Ma non possono neppure farsi una sega: un'azione che, anche secondo Woody Allen,
rappresenta un gesto d'amore nei confronti di una persona a cui si vuole bene.
In una comunità, ci si poteva masturbare una volta la settimana, riempiendo
un preservativo: doveva poi essere riconsegnato ai superiori, dentro una probabile
interpretazione letterale del divieto a disperdere il seme. Dietro i tentativi
di reprimere l'onanismo non c'è la preoccupazione materna verso l'abuso
espressa con il classico: "Non toccarti il pisello che diventi cieco",
ma la furia distruttiva verso ogni fonte di piacere. il tossico ha esagerato
nella ricerca: per questo deve espiare privandosi di tutto.

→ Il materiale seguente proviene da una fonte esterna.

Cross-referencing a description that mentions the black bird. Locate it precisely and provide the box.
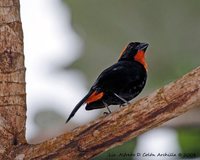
[66,42,148,123]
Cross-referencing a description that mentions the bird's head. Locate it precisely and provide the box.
[119,42,149,69]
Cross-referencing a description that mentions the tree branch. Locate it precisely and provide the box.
[0,0,26,159]
[0,0,200,160]
[13,67,200,160]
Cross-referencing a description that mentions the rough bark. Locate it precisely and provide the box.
[0,0,26,159]
[0,0,200,160]
[13,67,200,160]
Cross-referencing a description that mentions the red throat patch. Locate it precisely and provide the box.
[134,50,148,70]
[86,91,104,104]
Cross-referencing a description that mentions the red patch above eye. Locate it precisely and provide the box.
[134,50,147,70]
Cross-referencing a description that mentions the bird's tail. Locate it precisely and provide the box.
[66,90,94,123]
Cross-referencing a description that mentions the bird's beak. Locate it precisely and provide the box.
[137,43,149,52]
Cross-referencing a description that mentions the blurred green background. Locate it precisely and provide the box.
[65,0,200,160]
[30,0,200,160]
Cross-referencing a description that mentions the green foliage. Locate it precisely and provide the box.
[93,139,136,160]
[177,128,200,158]
[65,0,200,88]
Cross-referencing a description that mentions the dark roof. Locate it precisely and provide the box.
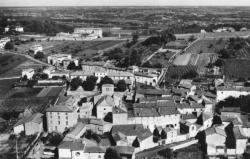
[114,146,135,155]
[112,124,153,140]
[46,105,73,112]
[58,141,86,151]
[233,126,247,139]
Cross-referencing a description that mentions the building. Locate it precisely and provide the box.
[30,45,43,55]
[205,127,227,156]
[134,72,158,86]
[0,37,10,49]
[111,124,158,152]
[13,113,43,135]
[22,68,35,80]
[217,86,250,102]
[46,105,78,133]
[113,101,181,131]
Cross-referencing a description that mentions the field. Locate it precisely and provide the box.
[150,52,175,66]
[46,40,123,59]
[0,54,27,77]
[223,59,250,79]
[0,79,18,98]
[186,39,227,54]
[173,54,192,66]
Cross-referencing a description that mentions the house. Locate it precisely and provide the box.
[30,45,43,55]
[46,105,78,133]
[160,127,177,144]
[22,68,35,80]
[13,113,43,135]
[111,124,157,152]
[205,126,227,156]
[58,141,85,159]
[134,72,158,86]
[217,86,250,102]
[66,122,87,140]
[87,119,112,134]
[0,37,10,49]
[233,126,248,155]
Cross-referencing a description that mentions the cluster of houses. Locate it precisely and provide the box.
[8,55,250,159]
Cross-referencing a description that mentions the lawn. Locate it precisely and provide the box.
[150,51,175,66]
[186,39,228,54]
[0,54,27,77]
[0,79,19,98]
[173,54,192,66]
[46,40,124,59]
[223,59,250,79]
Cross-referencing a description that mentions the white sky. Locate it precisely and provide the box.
[0,0,250,6]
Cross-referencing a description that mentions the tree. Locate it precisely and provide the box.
[161,130,167,139]
[213,115,222,125]
[117,80,127,92]
[104,148,121,159]
[67,61,77,70]
[4,42,14,50]
[70,77,82,91]
[82,76,98,91]
[34,51,44,59]
[99,76,114,88]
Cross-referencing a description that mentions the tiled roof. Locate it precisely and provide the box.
[46,105,73,112]
[84,146,106,153]
[96,95,115,107]
[233,126,247,139]
[58,141,86,151]
[14,113,43,127]
[112,124,152,141]
[205,126,227,137]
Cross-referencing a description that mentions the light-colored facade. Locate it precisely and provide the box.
[22,68,35,80]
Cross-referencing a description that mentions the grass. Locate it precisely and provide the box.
[0,79,19,98]
[0,54,27,77]
[46,40,123,59]
[223,59,250,79]
[150,52,175,66]
[173,54,192,66]
[186,39,227,54]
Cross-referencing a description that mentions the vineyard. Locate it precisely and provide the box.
[223,59,250,79]
[186,39,227,54]
[166,65,198,79]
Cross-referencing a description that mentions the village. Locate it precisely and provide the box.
[0,5,250,159]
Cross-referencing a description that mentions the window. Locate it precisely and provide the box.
[75,152,81,156]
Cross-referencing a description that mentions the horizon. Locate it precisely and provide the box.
[0,0,250,7]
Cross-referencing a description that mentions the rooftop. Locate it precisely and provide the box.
[112,124,153,141]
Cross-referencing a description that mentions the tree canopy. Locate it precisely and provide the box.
[82,76,98,91]
[104,148,121,159]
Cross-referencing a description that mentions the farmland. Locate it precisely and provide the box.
[223,59,250,79]
[173,54,192,66]
[0,54,27,77]
[150,51,175,66]
[185,39,227,54]
[46,40,123,60]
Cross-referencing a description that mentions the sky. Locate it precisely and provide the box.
[0,0,250,7]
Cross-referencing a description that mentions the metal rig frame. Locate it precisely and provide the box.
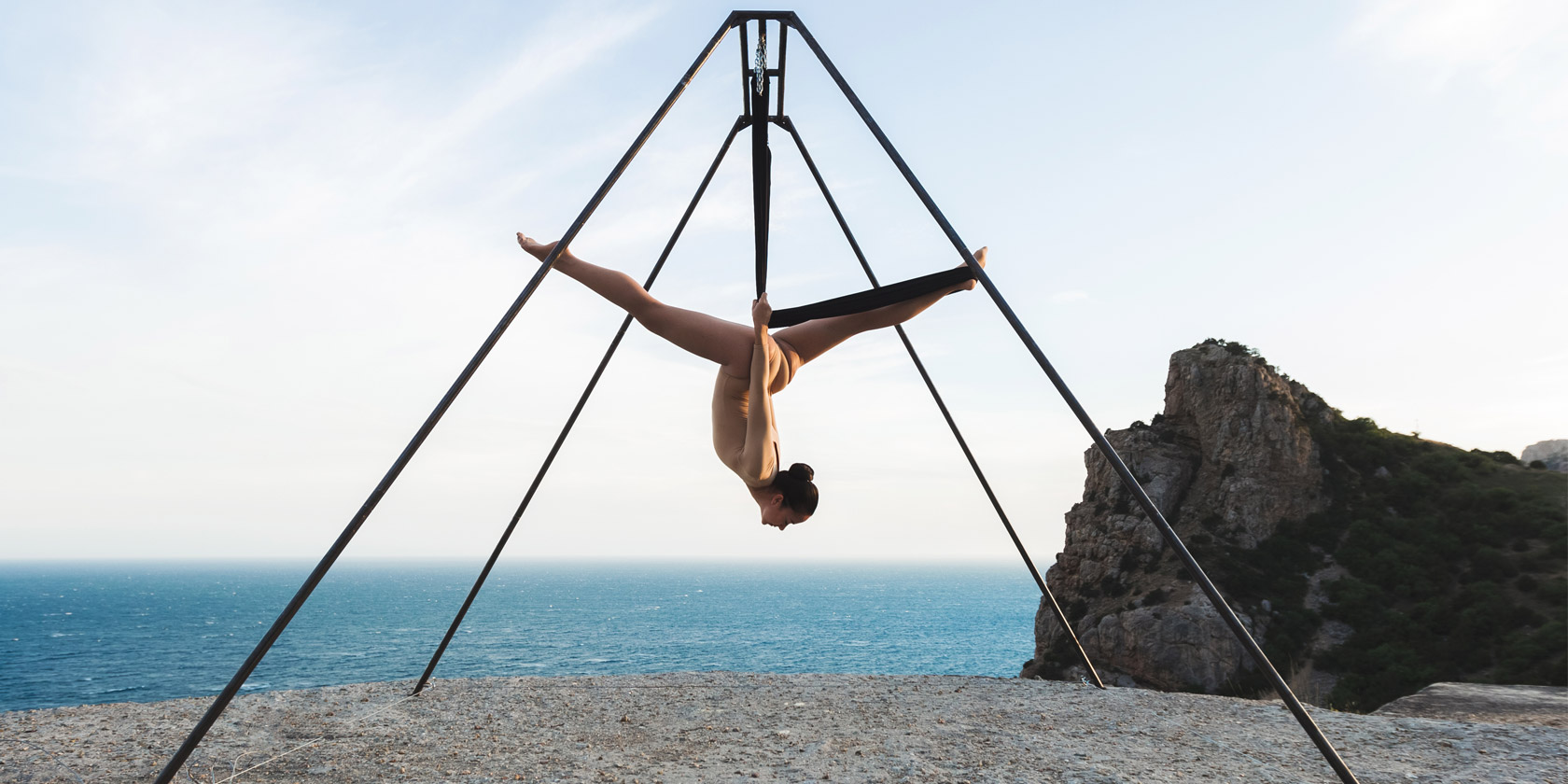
[157,11,1356,784]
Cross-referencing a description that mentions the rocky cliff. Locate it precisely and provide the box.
[1024,341,1568,708]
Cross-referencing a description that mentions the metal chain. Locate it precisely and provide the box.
[751,21,768,95]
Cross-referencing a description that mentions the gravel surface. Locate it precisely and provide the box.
[0,673,1568,784]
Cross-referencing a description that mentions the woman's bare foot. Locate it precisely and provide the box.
[517,232,577,270]
[953,247,987,291]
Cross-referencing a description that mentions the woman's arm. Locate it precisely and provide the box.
[740,293,784,482]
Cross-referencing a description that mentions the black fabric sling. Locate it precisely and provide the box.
[768,265,975,329]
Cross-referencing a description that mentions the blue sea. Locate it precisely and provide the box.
[0,561,1040,710]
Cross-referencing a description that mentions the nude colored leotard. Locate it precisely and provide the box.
[713,341,800,487]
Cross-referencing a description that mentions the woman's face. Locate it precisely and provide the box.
[762,496,811,530]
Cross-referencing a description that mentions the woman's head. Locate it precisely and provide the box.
[762,463,817,530]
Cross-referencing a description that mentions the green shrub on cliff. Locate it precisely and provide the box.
[1301,417,1568,710]
[1192,417,1568,710]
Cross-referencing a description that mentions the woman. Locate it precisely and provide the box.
[517,232,987,530]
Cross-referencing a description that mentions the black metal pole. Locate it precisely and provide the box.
[777,22,789,116]
[779,118,1105,689]
[413,118,747,694]
[787,16,1356,784]
[155,14,735,784]
[747,19,773,297]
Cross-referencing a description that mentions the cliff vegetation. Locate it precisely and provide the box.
[1024,339,1568,712]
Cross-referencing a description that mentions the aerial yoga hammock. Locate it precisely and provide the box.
[517,232,987,530]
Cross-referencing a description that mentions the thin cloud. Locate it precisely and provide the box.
[1345,0,1568,154]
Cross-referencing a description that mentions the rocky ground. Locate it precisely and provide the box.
[0,673,1568,784]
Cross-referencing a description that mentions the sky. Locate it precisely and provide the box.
[0,0,1568,563]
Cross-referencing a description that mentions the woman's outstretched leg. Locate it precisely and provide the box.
[517,232,756,378]
[773,247,987,370]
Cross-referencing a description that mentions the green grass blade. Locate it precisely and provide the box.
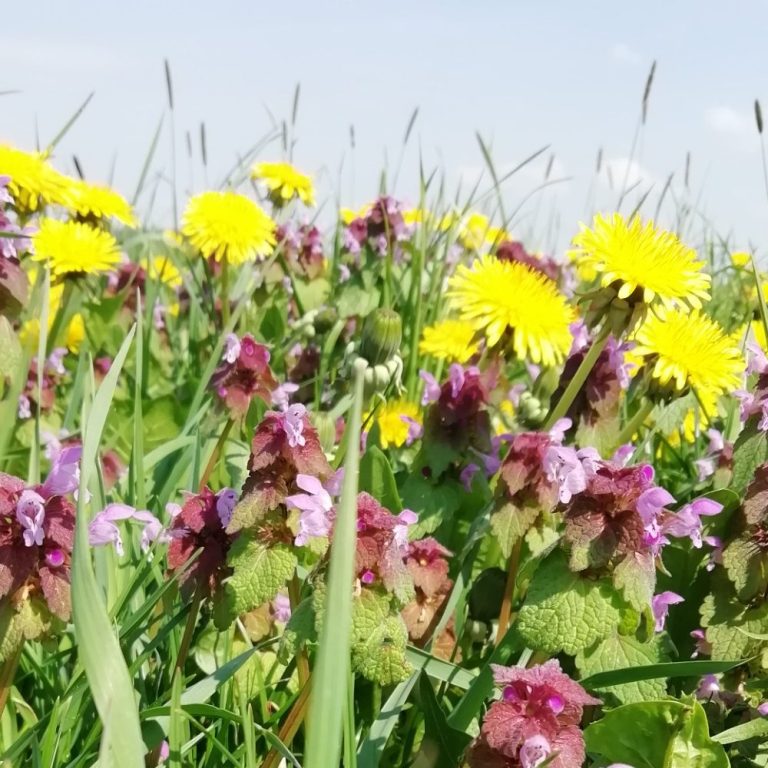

L'albero della conoscenza tentatrice torna a essere l'albero del peccato. Il lavoro dei secondini in divisa non contiene ipocrisie, facili idealità, tristi secondi fini. È custodialistico nel midollo. Ogni tanto qualcuno dei 15 sindacati dei 40.000 agenti, per smarcarsi teoricamente da una tenace identità corporativa, rivendica un'indefinita funzione rieducativa. Difficile a cogliersi in ogni loro azione, persino nell'agevole uso del manganello. Il lavoro degli operatori di comunità è piena di buone intenzioni, ideali difese, pure e semplici violazioni dei diritti umani. Tutto è lecito, perché viene,fatto per il bene dell'altro: per questo hanno sempre ragione. La tossicodipendenza è solo il sintomo di una personalità deviante alla quale imporre significative correzioni. E, se l'altro sbaglia, la colpa è soltanto sua. Quando una comunità rinuncia a imporre i propri valori, assumendo quelli dell'umanità, diventa scomoda. Una sera di alcuni anni fa mi è capitato di assistere a una riflessione di gruppo nella comunità di San Benedetto al Porto, a Genova. Quel giorno, un ragazzo se ne era andato, svicolando nei carrugi e morendo di overdose. Negli interventi, da quello di don Andrea a quello dell'ultimo dei disperati di strada, nessun giudizio: solo un essenziale ricordo e un aspro dolore per la scomparsa di uno di loro, della loro gente. In quel momento mi passarono davanti le immagini di episodi simili, vissuti ai tempi della clinica. Quando si veniva a sapere che un ragazzo uscito da lì era morto di overdose, la notizia poteva essere soltanto sussurrata; se non era possibile vincolarla al silenzio ufficiale, se ne parlava come di un pirla. Che non aveva saputo usare le occasioni per redimersi regalategli su un vassoio di argento. Se si vivessero le emozioni senza necessariamente dividersi per dovere di ruolo, forse nessuno preferirebbe il carcere alla comunità.